The objectLotSplitter requires a few extra settings, all of which are cited in our example mapping and detailed in Mapping Object Lot Records in an Import Mapping Spreadsheet.

Lastly, Splitters aren’t the only type of Refinery - they’re just the most common. A complete list of Refineries and Splitters can be seen here.

Column 7: Refinery parameters

Refinery parameters define the conditions for the refinery being used in the import mapping. Where a Refinery declares what data is being manipulated, the refinery parameter dictates how the data will be changed.

Refinery parameters are written in code, and require valid code to function properly in the import mapping.

Type of Refinery parameter

Parameter notes

Example for “Refinery Parameter” column of mapping

relationshipType

Accepts a constant type code for the relationship type or a reference to the location in the data source where the type can be found

{"relationshipType": "^10"} or {"relationshipType": "author"}

entityType

Accepts a constant list item idno from the list entity_types or a reference to the location in the data source where the type can be found

{"entityType": "individual"}

attributes

Sets or maps metadata for the entity record by referencing the metadataElement code and the location in the data source where the data values can be found

{
"attributes": {
   "biography":"^23",
   "address": {
      "address1": "^24",
      "address2": "^25",
      "city": "^26",
      "stateprovince": "^27",
      "postalcode": "^28",
      "country": "^29"
   }
}
}

Columns 8 and 9: Original Values/Replacement Values

An import mapping can find values within source data and replace them with new values upon import. This is a necessary step for data that does not match the list item code for corresponding values in CollectiveAccess. Values for the source data will be input in Column 8, while the values replacing those will be input in Column 9. Multiple values may be added to a single cell in an import mapping, so long as the replacement value matches the original value line by line.

In our sample data, there is a list element called “Reproduction” with values for reproduction, original, and unknown. In our source data, however, you’ll notice that the data input for these values are abbreviated (e.g “orig”, “repro”, and “dontknow”). By using original and replacement values, our mapping transforms “orig” to “original” and “repro” to “reproduction” so that they can match on the list item code for the corresponding values in CollectiveAccess.

Note

Original Values and Replacement Values are ideal for smaller replacements. For large transformation dictionaries, use the Option transformValuesUsingWorksheet

For an example of when to use these columns and how, please see Using Original and Replacement Values in an Import Mapping.
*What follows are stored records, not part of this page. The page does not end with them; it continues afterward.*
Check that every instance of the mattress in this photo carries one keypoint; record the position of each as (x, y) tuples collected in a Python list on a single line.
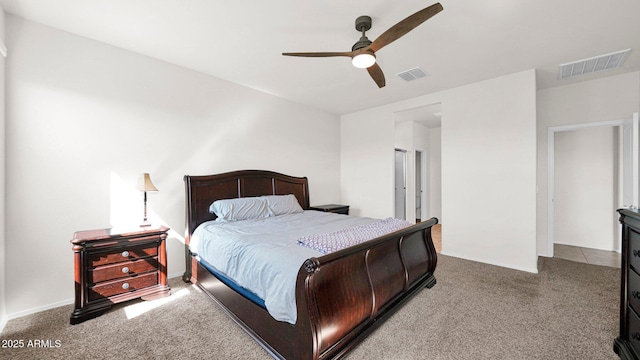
[(263, 255)]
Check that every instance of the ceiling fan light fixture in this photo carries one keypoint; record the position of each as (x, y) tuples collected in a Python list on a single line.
[(364, 60)]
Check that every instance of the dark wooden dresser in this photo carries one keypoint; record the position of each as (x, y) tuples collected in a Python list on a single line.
[(627, 345), (113, 266)]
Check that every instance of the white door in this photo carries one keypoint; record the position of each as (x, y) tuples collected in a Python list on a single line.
[(400, 184)]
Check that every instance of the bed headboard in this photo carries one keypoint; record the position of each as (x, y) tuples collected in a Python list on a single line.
[(201, 191)]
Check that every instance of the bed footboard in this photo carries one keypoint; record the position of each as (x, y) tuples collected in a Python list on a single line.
[(343, 296)]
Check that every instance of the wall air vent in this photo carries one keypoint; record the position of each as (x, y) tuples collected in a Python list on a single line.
[(594, 64), (412, 74)]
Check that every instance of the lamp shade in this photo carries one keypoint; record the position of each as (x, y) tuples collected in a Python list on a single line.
[(145, 184)]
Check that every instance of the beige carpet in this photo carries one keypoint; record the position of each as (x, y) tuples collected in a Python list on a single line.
[(475, 311)]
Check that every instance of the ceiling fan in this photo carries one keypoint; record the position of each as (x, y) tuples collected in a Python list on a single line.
[(362, 53)]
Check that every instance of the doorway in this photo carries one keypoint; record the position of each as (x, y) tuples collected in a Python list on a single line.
[(400, 184), (422, 204), (623, 179)]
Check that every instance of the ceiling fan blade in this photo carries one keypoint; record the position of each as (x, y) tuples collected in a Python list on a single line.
[(377, 75), (400, 29), (321, 54)]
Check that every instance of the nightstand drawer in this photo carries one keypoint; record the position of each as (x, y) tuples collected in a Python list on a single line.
[(123, 269), (125, 254), (633, 289), (634, 329), (634, 249), (130, 284)]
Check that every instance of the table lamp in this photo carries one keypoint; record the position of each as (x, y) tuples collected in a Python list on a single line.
[(144, 185)]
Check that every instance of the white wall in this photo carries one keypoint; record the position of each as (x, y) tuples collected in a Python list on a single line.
[(84, 119), (435, 174), (586, 178), (488, 141), (3, 308), (612, 98)]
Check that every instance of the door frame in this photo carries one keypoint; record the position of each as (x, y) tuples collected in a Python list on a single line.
[(404, 185), (424, 184), (551, 131)]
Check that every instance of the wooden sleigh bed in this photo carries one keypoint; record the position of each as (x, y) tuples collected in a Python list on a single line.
[(340, 297)]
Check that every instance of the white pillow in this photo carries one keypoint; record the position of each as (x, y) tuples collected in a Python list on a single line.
[(282, 204), (240, 209)]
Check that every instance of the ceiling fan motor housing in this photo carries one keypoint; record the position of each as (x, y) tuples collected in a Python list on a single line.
[(363, 23)]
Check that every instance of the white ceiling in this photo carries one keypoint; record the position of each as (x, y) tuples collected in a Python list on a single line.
[(242, 40)]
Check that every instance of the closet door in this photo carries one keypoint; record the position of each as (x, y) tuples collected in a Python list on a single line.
[(401, 184)]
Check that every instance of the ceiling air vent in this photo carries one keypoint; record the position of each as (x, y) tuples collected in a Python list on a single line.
[(412, 74), (594, 64)]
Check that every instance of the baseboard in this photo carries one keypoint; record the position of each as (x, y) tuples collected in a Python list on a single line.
[(533, 270), (3, 321), (39, 309)]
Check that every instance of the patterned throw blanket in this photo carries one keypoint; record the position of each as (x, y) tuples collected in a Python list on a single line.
[(338, 240)]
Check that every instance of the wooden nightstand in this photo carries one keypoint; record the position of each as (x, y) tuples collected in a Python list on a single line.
[(334, 208), (113, 266)]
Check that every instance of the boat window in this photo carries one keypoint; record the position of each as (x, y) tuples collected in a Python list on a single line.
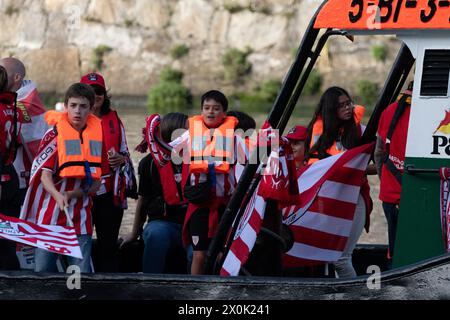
[(436, 73)]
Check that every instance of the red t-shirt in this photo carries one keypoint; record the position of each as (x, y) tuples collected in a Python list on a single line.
[(390, 189), (7, 125)]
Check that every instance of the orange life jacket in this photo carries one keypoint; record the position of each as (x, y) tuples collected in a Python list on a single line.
[(335, 148), (211, 145), (77, 150), (52, 117)]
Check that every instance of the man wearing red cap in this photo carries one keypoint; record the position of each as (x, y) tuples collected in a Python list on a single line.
[(297, 137)]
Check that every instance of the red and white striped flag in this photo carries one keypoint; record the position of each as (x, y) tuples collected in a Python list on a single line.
[(321, 223), (57, 239)]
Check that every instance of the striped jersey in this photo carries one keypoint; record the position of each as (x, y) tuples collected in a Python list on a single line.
[(41, 208)]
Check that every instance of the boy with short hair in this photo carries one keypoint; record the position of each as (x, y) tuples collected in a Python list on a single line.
[(211, 144), (297, 137), (63, 184)]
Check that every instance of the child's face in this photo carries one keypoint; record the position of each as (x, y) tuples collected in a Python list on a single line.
[(78, 109), (298, 148), (213, 113)]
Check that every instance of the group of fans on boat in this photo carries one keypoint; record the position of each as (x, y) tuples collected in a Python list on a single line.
[(73, 168)]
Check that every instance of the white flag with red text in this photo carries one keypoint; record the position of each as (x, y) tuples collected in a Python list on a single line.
[(57, 239), (329, 190)]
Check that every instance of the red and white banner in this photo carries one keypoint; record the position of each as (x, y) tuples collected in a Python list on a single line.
[(445, 206), (57, 239), (321, 223), (34, 125)]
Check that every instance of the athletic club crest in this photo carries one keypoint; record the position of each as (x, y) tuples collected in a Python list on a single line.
[(9, 229)]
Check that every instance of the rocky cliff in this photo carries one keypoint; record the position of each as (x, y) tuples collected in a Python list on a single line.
[(131, 41)]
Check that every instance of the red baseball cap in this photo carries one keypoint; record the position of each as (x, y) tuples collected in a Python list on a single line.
[(94, 79), (297, 133)]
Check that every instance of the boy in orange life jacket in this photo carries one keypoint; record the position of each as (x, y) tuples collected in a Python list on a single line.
[(211, 142), (69, 177)]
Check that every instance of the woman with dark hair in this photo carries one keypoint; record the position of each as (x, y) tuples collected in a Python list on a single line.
[(117, 177), (160, 197), (336, 127)]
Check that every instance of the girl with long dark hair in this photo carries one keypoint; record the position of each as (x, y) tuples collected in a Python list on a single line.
[(118, 176), (336, 127)]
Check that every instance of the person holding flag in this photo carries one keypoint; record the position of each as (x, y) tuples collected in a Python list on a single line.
[(117, 177), (390, 157), (10, 126), (33, 126), (336, 127), (65, 175)]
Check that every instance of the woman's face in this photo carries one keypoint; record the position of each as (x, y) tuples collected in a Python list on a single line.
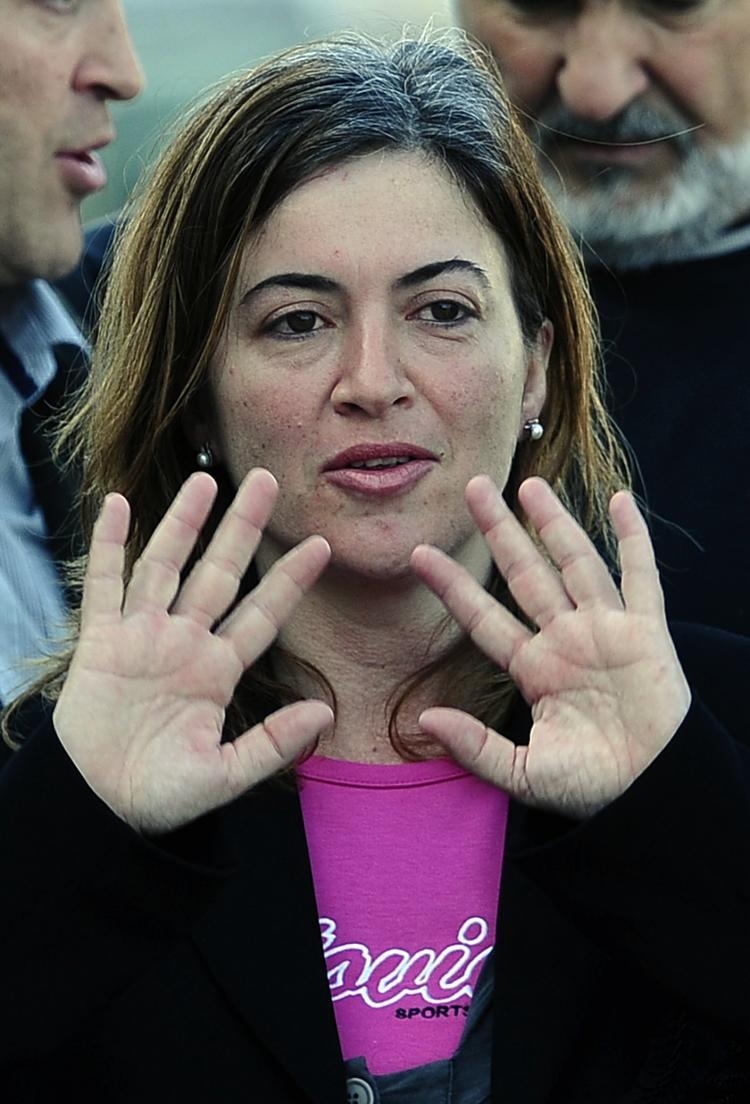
[(373, 361)]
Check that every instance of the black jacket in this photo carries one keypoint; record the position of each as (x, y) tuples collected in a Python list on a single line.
[(190, 968)]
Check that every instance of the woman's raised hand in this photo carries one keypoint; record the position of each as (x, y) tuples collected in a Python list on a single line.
[(143, 707), (601, 676)]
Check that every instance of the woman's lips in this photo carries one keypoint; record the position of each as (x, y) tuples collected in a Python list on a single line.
[(380, 481), (82, 171), (379, 469)]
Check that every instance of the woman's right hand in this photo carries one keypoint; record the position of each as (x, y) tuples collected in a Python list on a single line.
[(143, 708)]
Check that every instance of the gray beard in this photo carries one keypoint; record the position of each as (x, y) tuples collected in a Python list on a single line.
[(707, 192)]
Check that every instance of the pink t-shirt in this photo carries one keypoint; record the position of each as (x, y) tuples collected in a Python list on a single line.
[(407, 866)]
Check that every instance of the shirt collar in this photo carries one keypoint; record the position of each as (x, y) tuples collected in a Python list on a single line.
[(33, 321)]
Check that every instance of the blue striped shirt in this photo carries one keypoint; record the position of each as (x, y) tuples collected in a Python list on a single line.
[(32, 322)]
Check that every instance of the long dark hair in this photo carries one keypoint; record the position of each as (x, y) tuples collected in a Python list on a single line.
[(234, 160)]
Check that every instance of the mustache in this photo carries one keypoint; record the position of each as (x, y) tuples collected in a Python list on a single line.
[(637, 124)]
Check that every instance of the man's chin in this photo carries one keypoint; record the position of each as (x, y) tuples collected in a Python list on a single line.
[(632, 220)]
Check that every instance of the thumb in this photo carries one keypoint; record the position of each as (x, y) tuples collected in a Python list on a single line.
[(276, 742), (473, 744)]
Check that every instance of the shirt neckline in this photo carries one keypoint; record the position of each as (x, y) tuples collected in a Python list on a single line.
[(380, 775)]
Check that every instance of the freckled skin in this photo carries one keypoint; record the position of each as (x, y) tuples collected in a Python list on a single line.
[(377, 368)]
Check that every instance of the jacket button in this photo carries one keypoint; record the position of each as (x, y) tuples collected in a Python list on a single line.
[(359, 1092)]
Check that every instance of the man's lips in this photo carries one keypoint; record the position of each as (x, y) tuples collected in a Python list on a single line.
[(379, 468), (82, 168), (638, 151)]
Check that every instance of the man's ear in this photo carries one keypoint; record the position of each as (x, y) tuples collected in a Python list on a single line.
[(535, 389)]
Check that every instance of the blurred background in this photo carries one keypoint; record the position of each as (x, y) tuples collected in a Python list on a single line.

Columns 10 and 11: Source Description and Notes

Source Description and Notes are the final two columns included in an import mapping spreadsheet, and are optional. Used to clarify the source data and purpose of each line in the import mapping itself, these columns can be useful for keeping track of where exactly data in the import mapping is coming from. The Notes column provides a space to explain how and why a certain line is mapped in the manner that it is. Both columns allow for easy reference, and are particularly useful when multiple users are creating an import mapping.

These columns can be useful for future reference, if a mapping is intended to be used repeatedly. These columns also ensure that the mapping matches the source data.